El mundo no se puede permitir tipos altos

Teniendo todo esto en cuenta, Rengifo ve posible que haya volatilidad de inflación hasta mediados de 2022. “Será entonces cuando sabremos si tiene un carácter más estructural. Mientras, en Estados Unidos, este año puede ser del 3,5% de media y en Europa moverse entre el 2,1% y el 2,3%. Pero a largo plazo la vemos en el rango del 2% al 2,5% en Estados Unidos y en Europa volver al 1,5%”. Ahora bien: si la Reserva Federal se pone nerviosa y empieza a subir los tipos de interés el próximo verano, afectaría al crecimiento. Sin embargo, el experto cree que hay más posibilidades de que no veamos un error de política monetaria.

“Con el aumento de la deuda pública desde la gran crisis financiera de 2008, hay países desarrollados con niveles de deuda por encima del 120% sobre el PIB. Y el mayor acreedor de los Estados son los bancos centrales. Si subieran bruscamente los tipos de interés entrarían en riesgo de insolvencia. En España los intereses que se pagan por la deuda pública suman el 3,7% del PIB, pero si aumentaran los tipos de interés exageradamente el gasto podría multiplicarse”.
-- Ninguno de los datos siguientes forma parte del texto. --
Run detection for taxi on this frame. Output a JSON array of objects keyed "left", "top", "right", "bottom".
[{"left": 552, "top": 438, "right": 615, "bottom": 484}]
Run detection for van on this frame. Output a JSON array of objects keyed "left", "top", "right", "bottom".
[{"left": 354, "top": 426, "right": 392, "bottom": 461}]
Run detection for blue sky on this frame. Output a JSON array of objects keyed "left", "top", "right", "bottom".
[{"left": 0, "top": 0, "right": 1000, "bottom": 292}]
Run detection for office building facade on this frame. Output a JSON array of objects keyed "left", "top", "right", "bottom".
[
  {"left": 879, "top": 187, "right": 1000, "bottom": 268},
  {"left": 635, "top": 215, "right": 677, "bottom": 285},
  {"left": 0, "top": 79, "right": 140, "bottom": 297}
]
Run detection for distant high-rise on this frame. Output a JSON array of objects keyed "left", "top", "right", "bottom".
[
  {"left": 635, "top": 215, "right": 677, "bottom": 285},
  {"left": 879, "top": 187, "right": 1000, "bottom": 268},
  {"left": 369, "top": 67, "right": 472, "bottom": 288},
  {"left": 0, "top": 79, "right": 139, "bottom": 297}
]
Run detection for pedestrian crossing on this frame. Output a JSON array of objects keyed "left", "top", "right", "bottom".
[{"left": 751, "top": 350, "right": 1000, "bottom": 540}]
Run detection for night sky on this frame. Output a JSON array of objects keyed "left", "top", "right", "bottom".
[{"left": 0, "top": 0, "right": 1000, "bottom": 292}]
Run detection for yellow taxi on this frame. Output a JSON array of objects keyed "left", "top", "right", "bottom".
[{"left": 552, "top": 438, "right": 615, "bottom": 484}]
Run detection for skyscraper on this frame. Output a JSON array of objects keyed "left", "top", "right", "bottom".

Previsiones de crecimiento

De acuerdo con sus estimaciones, en 2021 la economía global puede crecer por encima del 5% y en 2022 la tasa puede rondar el 4,8%, cuando antes de la pandemia hablábamos de un ciclo de moderación, con poco crecimiento y baja inflación. “El caso es que el próximo año vamos a volver a más de lo mismo donde más es menos. Menos crecimiento y menos rentabilidad”.

Donde considera que puede haber cierto cambio es en emergentes, que pueden despegar a partir de 2023. “Ahora están haciendo una digestión pesada. El caso más evidente es Latinoamérica. Por su parte, las economías asiáticas tienen todos los elementos para ser caballo ganador los próximos 10 a 15 años”, concluye.